Issued by EPSRC on behalf of the UK e-Science Programme
Researchers who would benefit from visualising their data have a new support network to turn to for advice and guidance. The Joint Information Systems Committee (JISC) has announced the funding of a Visualisation Support Network which pools the expertise of key visualisation centres in UK universities. Some of the centres will be demonstrating their latest visualisation techniques at the 4th UK e-Science All Hands meeting in Nottingham this week.
At the East Midlands e-Science Centre stand, visitors will be able to see a hand-held PDA steering and visualising a very large, Grid-based molecular dynamics simulation. Researchers at Loughborough University have developed the lightweight visualisation tool for the RealityGrid e-Science project, which uses Grid technologies to model and simulate very large or complex condensed matter structures, such as water moving through oil-saturated rock or DNA moving across a cell membrane. RealityGrid is an e-Science pilot project funded by the Engineering and Physical Sciences Research Council (EPSRC).
Several different visualisation software packages have been custom written for RealityGrid simulations. The tool can provide an interface between any of them and any PDA or mobile phone, allowing researchers to control and visualise their experiments from anywhere. It can also support multiple, simultaneous users, enabling them to visualise and interact with the same data at the same time. "Lightweight visualisation enables affordable, pocket-sized communications devices to interact with high-end, e-Science visualisation on the move," says Professor Roy Kalawsky from Loughborough University.

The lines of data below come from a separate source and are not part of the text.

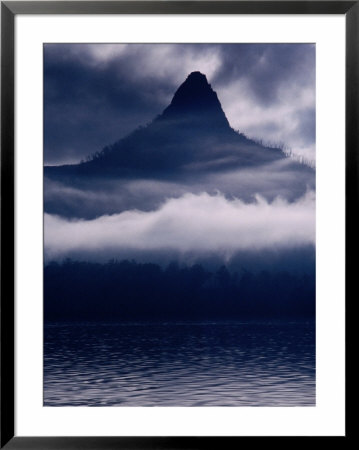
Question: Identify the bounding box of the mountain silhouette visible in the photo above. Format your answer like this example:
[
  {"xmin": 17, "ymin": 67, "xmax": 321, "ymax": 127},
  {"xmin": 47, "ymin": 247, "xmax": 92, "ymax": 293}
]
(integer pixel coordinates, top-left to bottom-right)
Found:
[
  {"xmin": 45, "ymin": 72, "xmax": 298, "ymax": 178},
  {"xmin": 44, "ymin": 72, "xmax": 315, "ymax": 219}
]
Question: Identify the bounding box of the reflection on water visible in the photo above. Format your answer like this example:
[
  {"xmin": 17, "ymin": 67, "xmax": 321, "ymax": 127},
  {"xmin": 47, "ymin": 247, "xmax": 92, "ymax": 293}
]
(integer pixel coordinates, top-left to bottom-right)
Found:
[{"xmin": 44, "ymin": 322, "xmax": 315, "ymax": 406}]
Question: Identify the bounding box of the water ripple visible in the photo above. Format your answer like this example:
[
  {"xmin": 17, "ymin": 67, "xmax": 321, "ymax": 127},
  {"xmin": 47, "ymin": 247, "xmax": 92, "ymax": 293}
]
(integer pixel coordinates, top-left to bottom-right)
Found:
[{"xmin": 44, "ymin": 321, "xmax": 315, "ymax": 406}]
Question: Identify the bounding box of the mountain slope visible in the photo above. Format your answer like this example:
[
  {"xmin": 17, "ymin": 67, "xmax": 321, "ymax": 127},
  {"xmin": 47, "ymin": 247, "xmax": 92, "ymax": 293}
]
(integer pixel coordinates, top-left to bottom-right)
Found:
[
  {"xmin": 44, "ymin": 72, "xmax": 315, "ymax": 219},
  {"xmin": 45, "ymin": 72, "xmax": 292, "ymax": 178}
]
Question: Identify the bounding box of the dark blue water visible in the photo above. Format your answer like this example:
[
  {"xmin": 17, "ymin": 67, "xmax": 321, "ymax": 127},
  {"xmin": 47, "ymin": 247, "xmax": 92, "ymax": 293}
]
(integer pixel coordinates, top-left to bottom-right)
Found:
[{"xmin": 44, "ymin": 321, "xmax": 315, "ymax": 406}]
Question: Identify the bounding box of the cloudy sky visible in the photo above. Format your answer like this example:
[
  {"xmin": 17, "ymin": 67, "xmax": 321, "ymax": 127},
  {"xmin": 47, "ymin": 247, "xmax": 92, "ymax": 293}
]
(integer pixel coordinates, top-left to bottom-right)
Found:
[
  {"xmin": 44, "ymin": 44, "xmax": 315, "ymax": 165},
  {"xmin": 44, "ymin": 44, "xmax": 315, "ymax": 261}
]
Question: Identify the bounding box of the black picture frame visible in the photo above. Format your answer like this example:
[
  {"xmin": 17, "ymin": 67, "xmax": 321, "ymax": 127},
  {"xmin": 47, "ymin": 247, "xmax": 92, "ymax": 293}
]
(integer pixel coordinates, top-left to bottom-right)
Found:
[{"xmin": 0, "ymin": 0, "xmax": 359, "ymax": 450}]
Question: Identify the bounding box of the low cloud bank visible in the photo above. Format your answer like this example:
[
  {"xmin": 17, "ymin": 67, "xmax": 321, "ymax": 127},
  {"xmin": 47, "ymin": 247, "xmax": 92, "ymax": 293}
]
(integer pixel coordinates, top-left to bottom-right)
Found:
[{"xmin": 45, "ymin": 191, "xmax": 315, "ymax": 259}]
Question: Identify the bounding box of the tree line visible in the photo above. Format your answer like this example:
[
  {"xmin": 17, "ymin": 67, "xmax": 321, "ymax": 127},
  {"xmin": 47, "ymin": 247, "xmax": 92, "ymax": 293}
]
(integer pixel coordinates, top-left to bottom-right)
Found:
[{"xmin": 44, "ymin": 260, "xmax": 315, "ymax": 321}]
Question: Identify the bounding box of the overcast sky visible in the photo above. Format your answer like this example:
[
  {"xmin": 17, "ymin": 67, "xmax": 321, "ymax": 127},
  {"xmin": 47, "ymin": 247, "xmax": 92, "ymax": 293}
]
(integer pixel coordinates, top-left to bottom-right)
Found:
[{"xmin": 44, "ymin": 44, "xmax": 315, "ymax": 164}]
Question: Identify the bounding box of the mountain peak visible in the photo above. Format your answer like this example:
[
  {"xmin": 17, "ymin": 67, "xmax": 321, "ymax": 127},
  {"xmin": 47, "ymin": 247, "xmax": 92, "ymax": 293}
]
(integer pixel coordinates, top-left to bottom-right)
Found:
[{"xmin": 160, "ymin": 71, "xmax": 229, "ymax": 128}]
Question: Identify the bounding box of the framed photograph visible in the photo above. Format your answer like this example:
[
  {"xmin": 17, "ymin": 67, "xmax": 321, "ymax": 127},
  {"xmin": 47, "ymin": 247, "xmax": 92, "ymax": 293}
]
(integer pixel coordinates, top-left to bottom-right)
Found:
[{"xmin": 1, "ymin": 1, "xmax": 359, "ymax": 449}]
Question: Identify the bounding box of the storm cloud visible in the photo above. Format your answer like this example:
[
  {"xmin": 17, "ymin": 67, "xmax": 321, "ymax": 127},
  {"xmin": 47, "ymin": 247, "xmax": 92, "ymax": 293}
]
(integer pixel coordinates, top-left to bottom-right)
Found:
[
  {"xmin": 44, "ymin": 44, "xmax": 315, "ymax": 164},
  {"xmin": 45, "ymin": 191, "xmax": 315, "ymax": 259}
]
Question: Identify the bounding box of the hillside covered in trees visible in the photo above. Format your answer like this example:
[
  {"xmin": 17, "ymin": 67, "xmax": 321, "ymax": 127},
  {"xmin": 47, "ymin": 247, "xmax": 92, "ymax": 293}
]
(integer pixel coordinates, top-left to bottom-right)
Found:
[{"xmin": 44, "ymin": 260, "xmax": 315, "ymax": 321}]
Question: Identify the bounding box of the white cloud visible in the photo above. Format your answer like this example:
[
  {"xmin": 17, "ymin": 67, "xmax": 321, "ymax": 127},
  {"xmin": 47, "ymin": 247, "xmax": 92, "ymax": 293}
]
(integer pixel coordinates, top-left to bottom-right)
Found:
[{"xmin": 45, "ymin": 192, "xmax": 315, "ymax": 258}]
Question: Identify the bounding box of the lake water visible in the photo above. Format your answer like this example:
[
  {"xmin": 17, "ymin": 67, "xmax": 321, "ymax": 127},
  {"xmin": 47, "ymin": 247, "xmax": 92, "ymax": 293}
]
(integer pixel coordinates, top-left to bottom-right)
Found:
[{"xmin": 44, "ymin": 321, "xmax": 315, "ymax": 407}]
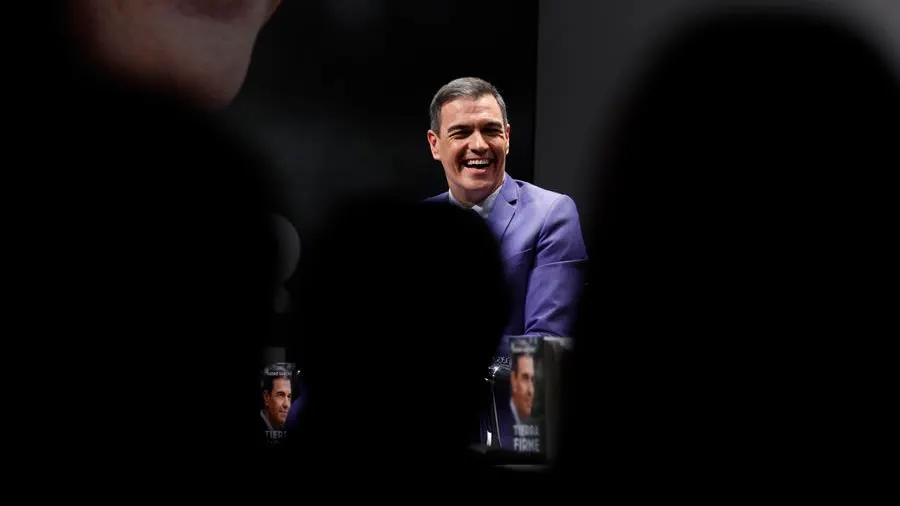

The Welsh e-Science Centre will be demonstrating the Resource Aware Visualisation Environment (RAVE) which has been developed at Cardiff University to provide collaborators working at different locations with a visualisation package that allows them to share and view complex sets of data. RAVE has been designed with groups of professionals in mind, for example a team of doctors, working at separate locations, who need to view and discuss patient MRI scans before formulating surgical or treatment plans. It allows local computers to call upon the resources of remote computers using Grid technology, so that all team members can easily view and interact with the same data at the same time. It covers the whole spectrum of display devices from PDAs to desktop workstations to immersive virtual reality environments powered by supercomputers.
"As RAVE runs in the background on a local computer, it can be used to share a machine's resources without side effects such as windows appearing on the machine. Unused computer capacity can be shared on-demand without affecting the local user," says Dr Ian Grimstead from Cardiff University.
JISC has allocated funding for the Visualisation Support Network over three academic years (2005/06 to 2007/08) to centres based at Loughborough University and King's College London. The Loughborough centre, representing a consortium of Loughborough University, the University of Cardiff, the University of Leeds, the University of Manchester, and the Rutherford Appleton Laboratory, will provide a focal point for sharing knowledge and best practice between application domains and provide training in advanced visualisation techniques. The centre at King's College London will provide a 3D Visualisation in the Arts Network, with the same broad aims as the Loughborough centre, but focusing on the needs of researchers in arts and humanities. The centres will work closely together to ensure maximum synergy and to avoid duplication of effort.